Runs Lg. Avg. % above avg
1931 New York Yankees 1,067 794 +34.3
1976 Cincinnati Reds 857 645 +32.9
1950 Boston Red Sox 1,027 782 +31.4
1953 Brooklyn Dodgers 955 739 +29.2
1927 New York Yankees 975 762 +28.0
1930 New York Yankees 1,062 834 +27.4
1942 St.
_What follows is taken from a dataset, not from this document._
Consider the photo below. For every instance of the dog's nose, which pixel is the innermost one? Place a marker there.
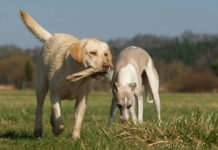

Louis Cardinals 755 598 +26.3
1965 Cincinnati Reds 825 656 +25.8
1946 Boston Red Sox 792 792 +25.7
1975 Cincinnati Reds 840 668 +25.7

   Another way to determine a great offense is not by referencing the relationship to the league average, but by looking at how many standard deviations above the average the team ended up.  Here are the top teams in that category (excluding the Colorado Rockies, whose run stats are juiced by at least 25% as a result of the ballpark):

 

 

Team

Runs # Std Dev above lg. avg
1976 Cincinnati Reds 857 + 2.44
1975 Cincinnati Reds 840 + 2.36
1953 Brooklyn Dodgers 955 + 2.24
1993 Philadelphia Phillies 877 + 2.23
1982 Milwaukee Brewers 891 + 2.15
1965 Minnesota Twins 774 + 2.14
1986 New York Mets 825 + 2.08
1935 Detroit Tigers 919 + 2.08
1968 Detroit Tigers 671 + 2.07
1949 Brooklyn Dodgers 879 + 2.06

   So which method is better?  Rob Neyer and Eddie Epstein use the latter approach in Baseball Dynasties, but I have a preference for the former.  Regardless, the 1976 Reds and 1953 Dodgers are near the tops of both lists.  Both teams had a team slugging percentage exactly 63 points better than the league average.  The '53 Dodgers had an OBP of .366, 31 points better than the league average.  The '76 Reds also had a team OBP of .366 - what are the odds of that??? - and that was 46 points above the league average.

   In my book, the Reds come out slightly ahead; the Dodgers had the benefit of playing in Ebbetts Field, which had a park index of 107 that year and had a reputation for being a little more lively than old Riverfront Stadium, which was basically a neutral park.  But it's very close.